Of Wole Soyinka and his litfest passion

I write this on a plane from Mexico City to Los Angeles. I’ve spent the last four days in a town called Xalapa in Veracruz state as a guest of the Hay Literary Festival. Veracruz is where Cortés landed in 1519 bringing 300 years of Spanish rule with him, and where the separation between the church and the State was sanctioned by Benito Juárez in 1859. It’s also the cradle of Mexico’s first civilisation — the Olmecs — that date back to 1500 BC, and home to the jalapeño chilli pepper.

On my first day in Xalapa, I visited the famous Museum of Anthropology after reading an article by the late novelist Carlos Fuentes. I wanted to see the colossal 10-feet-high Olmec heads he had written about; discover what Tlaloc, the rain god, looked like; and Xipe Tótec, the lord of the flayed skin and god of agriculture. “In Mexico,” Fuentes wrote, “it is easy to move simultaneously in time and space.” And it’s true: once I walked out of the Museum, I began to see connections between the past and the present in the streets. The man making me tacos could have been a model for one of those Olmec heads, and the laughing masks I saw in the Museum were replicated everywhere.

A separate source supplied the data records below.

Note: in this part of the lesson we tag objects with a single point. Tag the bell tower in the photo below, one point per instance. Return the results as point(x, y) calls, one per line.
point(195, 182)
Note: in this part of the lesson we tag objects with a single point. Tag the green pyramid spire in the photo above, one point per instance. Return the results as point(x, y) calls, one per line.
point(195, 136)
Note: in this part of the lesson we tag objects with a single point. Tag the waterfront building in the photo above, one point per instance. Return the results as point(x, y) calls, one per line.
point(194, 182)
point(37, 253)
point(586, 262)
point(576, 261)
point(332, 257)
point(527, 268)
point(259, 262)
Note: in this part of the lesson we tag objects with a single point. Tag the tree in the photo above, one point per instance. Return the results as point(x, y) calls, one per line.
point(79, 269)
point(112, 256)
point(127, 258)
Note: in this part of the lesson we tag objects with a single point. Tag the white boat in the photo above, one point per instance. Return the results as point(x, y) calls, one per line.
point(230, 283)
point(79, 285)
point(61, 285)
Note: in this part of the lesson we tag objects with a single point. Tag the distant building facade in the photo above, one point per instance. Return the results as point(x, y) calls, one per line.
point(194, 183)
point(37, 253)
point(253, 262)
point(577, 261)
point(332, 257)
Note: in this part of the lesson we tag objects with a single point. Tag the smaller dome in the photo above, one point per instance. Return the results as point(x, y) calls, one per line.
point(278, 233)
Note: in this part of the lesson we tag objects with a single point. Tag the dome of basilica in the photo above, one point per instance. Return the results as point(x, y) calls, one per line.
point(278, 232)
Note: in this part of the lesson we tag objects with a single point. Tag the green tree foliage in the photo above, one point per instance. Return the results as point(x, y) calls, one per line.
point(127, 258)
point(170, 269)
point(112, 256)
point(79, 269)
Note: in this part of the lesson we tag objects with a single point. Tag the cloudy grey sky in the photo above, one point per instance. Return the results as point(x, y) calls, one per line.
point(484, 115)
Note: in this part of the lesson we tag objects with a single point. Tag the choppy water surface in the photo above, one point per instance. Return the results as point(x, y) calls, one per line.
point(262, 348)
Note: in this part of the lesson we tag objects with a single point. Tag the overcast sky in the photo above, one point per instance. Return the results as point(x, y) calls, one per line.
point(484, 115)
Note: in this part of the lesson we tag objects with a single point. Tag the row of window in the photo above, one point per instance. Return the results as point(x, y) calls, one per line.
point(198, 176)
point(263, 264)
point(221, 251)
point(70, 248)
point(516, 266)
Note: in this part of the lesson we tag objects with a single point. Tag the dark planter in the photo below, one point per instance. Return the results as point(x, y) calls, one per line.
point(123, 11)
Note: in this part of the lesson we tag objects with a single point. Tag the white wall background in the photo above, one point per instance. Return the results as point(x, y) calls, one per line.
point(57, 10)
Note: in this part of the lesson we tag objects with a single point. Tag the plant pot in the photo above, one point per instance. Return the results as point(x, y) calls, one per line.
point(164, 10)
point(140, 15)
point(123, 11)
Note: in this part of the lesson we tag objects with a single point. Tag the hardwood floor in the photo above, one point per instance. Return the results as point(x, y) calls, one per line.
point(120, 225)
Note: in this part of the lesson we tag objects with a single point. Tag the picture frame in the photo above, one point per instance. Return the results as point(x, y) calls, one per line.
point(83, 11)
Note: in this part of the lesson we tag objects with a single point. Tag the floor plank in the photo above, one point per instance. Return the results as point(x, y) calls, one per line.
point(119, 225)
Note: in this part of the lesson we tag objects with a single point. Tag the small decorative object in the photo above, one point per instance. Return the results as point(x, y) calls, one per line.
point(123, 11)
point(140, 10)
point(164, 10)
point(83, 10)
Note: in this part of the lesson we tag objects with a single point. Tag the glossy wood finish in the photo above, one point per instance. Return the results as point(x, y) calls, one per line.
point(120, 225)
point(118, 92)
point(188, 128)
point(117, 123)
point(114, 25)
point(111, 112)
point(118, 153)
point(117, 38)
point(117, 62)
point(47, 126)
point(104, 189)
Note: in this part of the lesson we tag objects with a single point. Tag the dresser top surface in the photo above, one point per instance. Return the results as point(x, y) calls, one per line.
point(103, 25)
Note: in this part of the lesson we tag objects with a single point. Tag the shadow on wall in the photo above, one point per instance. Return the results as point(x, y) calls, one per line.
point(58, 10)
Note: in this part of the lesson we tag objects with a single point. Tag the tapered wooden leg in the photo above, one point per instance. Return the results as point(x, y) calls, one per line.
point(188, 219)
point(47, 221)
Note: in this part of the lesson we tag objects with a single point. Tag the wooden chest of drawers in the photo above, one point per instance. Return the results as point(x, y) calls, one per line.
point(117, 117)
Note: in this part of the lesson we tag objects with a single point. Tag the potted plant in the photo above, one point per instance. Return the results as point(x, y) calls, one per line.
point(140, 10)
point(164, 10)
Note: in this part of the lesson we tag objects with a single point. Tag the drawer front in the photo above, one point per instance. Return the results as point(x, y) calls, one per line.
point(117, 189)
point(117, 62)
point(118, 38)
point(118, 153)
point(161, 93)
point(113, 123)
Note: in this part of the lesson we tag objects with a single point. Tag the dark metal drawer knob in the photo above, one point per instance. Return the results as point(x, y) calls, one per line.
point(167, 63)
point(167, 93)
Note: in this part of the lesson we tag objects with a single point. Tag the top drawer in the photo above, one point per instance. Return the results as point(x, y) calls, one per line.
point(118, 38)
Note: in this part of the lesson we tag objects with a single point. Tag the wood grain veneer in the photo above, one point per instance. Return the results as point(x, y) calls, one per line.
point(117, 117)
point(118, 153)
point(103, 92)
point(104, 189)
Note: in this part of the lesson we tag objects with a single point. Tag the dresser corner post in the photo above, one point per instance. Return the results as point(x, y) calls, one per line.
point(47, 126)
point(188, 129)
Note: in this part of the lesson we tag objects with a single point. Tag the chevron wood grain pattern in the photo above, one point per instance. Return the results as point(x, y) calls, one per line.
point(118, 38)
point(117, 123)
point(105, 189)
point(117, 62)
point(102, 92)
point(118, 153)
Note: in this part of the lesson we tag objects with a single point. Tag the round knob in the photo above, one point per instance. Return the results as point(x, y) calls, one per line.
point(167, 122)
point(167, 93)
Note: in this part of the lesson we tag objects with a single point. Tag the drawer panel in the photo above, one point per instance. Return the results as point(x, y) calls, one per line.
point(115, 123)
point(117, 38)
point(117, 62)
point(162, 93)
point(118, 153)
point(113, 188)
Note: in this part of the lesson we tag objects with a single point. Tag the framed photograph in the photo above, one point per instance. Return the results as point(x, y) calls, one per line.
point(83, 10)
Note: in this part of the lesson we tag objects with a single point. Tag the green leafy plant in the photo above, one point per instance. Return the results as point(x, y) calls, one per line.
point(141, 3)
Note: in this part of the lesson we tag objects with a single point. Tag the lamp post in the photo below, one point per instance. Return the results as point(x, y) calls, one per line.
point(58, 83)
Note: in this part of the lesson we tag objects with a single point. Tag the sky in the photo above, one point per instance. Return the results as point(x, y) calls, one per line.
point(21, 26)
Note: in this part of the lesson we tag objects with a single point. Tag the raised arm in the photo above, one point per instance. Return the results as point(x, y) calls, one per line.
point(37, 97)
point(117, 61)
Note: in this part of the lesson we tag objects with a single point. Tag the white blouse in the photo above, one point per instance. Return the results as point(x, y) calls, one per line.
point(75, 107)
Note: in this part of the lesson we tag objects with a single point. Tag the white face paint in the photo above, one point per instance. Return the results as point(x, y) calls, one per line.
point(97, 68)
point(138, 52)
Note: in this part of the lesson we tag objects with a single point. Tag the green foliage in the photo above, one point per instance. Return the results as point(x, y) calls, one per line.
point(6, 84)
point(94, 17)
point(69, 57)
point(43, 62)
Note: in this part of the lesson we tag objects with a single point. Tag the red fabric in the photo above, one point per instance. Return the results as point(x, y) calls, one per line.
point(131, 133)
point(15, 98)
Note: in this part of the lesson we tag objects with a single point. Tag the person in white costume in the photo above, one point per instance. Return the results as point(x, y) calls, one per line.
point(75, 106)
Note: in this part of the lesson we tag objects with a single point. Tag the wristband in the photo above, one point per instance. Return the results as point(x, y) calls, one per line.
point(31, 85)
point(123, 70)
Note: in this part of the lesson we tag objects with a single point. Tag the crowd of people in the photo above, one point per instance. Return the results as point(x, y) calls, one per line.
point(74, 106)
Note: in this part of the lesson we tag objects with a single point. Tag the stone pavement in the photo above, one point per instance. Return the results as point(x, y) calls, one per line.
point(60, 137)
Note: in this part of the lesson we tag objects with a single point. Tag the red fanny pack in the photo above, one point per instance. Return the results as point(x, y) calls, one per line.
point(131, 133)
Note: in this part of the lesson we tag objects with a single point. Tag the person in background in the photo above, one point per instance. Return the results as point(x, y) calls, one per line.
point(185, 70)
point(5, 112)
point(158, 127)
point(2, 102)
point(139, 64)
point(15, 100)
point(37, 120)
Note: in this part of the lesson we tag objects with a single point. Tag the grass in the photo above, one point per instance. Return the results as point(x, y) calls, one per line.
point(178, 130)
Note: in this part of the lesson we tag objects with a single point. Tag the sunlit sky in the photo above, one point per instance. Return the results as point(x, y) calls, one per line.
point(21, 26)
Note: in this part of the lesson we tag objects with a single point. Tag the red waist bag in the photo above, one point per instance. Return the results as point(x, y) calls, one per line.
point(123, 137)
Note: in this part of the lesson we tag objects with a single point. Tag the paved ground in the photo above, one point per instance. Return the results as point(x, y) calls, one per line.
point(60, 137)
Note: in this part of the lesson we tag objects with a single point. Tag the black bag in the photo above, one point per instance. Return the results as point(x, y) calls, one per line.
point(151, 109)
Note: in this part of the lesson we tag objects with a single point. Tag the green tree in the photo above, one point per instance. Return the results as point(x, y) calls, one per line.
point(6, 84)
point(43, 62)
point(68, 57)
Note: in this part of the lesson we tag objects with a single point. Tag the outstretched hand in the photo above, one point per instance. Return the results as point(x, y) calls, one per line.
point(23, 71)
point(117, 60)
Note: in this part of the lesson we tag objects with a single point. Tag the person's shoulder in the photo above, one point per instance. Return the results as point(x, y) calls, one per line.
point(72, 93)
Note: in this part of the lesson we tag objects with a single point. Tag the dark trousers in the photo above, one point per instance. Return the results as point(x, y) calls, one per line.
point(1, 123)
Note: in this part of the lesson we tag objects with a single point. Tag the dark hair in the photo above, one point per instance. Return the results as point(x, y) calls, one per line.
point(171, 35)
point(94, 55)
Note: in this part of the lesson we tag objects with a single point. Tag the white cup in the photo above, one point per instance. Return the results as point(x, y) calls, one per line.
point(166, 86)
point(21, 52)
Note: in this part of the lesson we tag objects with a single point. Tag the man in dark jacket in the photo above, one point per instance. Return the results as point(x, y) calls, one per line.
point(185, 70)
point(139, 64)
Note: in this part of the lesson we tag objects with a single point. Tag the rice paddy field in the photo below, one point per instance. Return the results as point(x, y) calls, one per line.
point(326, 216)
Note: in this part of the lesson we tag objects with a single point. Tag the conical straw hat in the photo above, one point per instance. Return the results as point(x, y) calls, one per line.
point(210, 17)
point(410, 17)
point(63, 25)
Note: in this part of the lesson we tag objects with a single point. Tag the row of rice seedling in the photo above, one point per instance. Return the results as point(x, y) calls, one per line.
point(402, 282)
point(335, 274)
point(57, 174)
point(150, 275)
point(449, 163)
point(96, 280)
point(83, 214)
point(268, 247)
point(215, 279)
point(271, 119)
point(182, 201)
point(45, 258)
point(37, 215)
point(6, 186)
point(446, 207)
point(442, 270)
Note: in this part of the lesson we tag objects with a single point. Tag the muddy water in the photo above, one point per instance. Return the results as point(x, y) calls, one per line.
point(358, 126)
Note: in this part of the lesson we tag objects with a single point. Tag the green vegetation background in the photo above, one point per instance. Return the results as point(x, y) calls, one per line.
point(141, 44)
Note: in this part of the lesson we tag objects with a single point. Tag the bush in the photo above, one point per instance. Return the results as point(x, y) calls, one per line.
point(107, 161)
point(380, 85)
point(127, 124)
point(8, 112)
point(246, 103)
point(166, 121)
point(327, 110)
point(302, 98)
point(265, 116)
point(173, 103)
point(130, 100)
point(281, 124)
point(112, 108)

Literary festivals can feel like a bit of a time warp too, bringing together writers from various parts of the globe and cramming several events into the space of a few days. I spent an afternoon listening to Nigerian Nobel Laureate Wole Soyinka talk about the “recurrent cycle of human stupidity,” and of his disgust for militant groups like Boko Haram that specifically target teachers and students. I heard British psychoanalyst Susie Orbach talk about the fragility of masculinity and argue whether gender equality could be achieved. I watched Mexican filmmaker and writer, Mario Bellatin’s movie, Bola Negra, about the particular problem of feminicidio in the northern state of Ciudad Juarez.

Off stage, there were talks in the bars and restaurants by writers who wanted to form collectives to protect the rights of books. American journalist John Lee Anderson held forth one night on Fidel Castro, Salvador Allende and his most recent trip to Sri Lanka where he documented the atrocities committed by the Rajapakse regime, and was taken to Prabhakaran’s escape house in the jungle; he said it “smelled like bats.” 

One question that emerged during the Festival was whether writers feel objectified by taking part in festivals like the Hay — being trotted out on stage to opine on things and then being carted off to book-signing tables. It is a valid question. In some ways, it is easy to understand a young writer saying ‘Yes.’ But what about Wole Soyinka, now 78? Why does he continue to travel around the world doing what he does?

I can’t say, but am only glad that he does, particularly in a country like Mexico where journalists are an endangered species: Mexico ranks 8th in the world according to the Committee to Protect Journalists when it comes to unpunished murders. For the hundreds of students who listened to Soyinka talk about the importance of free speech, and define the dignity of a human being as the right of choice, the right of voice — it is an inspiration.